"Over 680 people in the village of Robureh are now under a 21-day quarantine," Amadu Thullah, a spokesman for the local Ebola response centre told AFP.
The centre said those locked down included her parents, close relatives and classmates.
"They are classified as high risk although they have not exhibited any signs and symptoms of the disease," added health ministry spokesman Seray Turay.
"The surveillance team of the Ebola response centre have intensified their investigations and is working to nip the issue in the bud."
The girl`s death came two weeks after a 67-year-old food trader was killed by the tropical fever in the neighbouring district of Kambia, but the two outbreaks are not linked.

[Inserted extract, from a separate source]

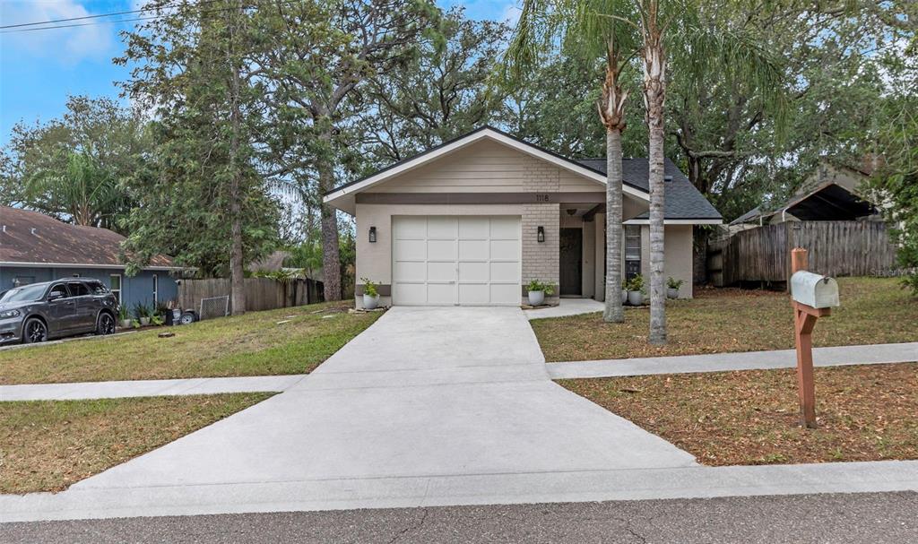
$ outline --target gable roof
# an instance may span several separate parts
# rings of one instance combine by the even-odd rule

The National Ebola Response Centre (NERC) said 1,524 people were in quarantine across the two districts.
A spokesman for the local response team told AFP morale was extremely low in affected area of Makeni, the country`s largest northern city.
"It is a wake-up call that Ebola is still in the country but we have an overwhelming turnout of our partners (and) the coordination response is fantastic," he added.
On August 24, President Ernest Bai Koroma led a festive ceremony celebrating the discharge of Sierra Leone`s last known Ebola patient, from a Makeni hospital.
No new cases had been recorded in more than two weeks, allowing Sierra Leone to join neighbouring Liberia in the countdown to being declared Ebola-free.
The city is located in Bombali district, bordering Guinea. The district last reported a case nearly six months ago, official records show.
Robureh residents told AFP by telephone the "once vibrant community" had become "as silent as a graveyard" with people shut in their homes.
"Not even the chirpy songs of birds are heard," said 45-year-old farmer Alimamy Sesay, whose sister is in quarantine.
"Everything is at a standstill, few people woke up this morning to go to their farms and I dont know what tomorrow will bring."
Officials figures show the west African outbreak of Ebola has killed more than 11,000 of 28,000 people infected since first emerging in December 2013 in Guinea, with Liberia the hardest hit.
Experts acknowledge that poor monitoring, especially early in the outbreak, means that the real death toll could be signficantly higher.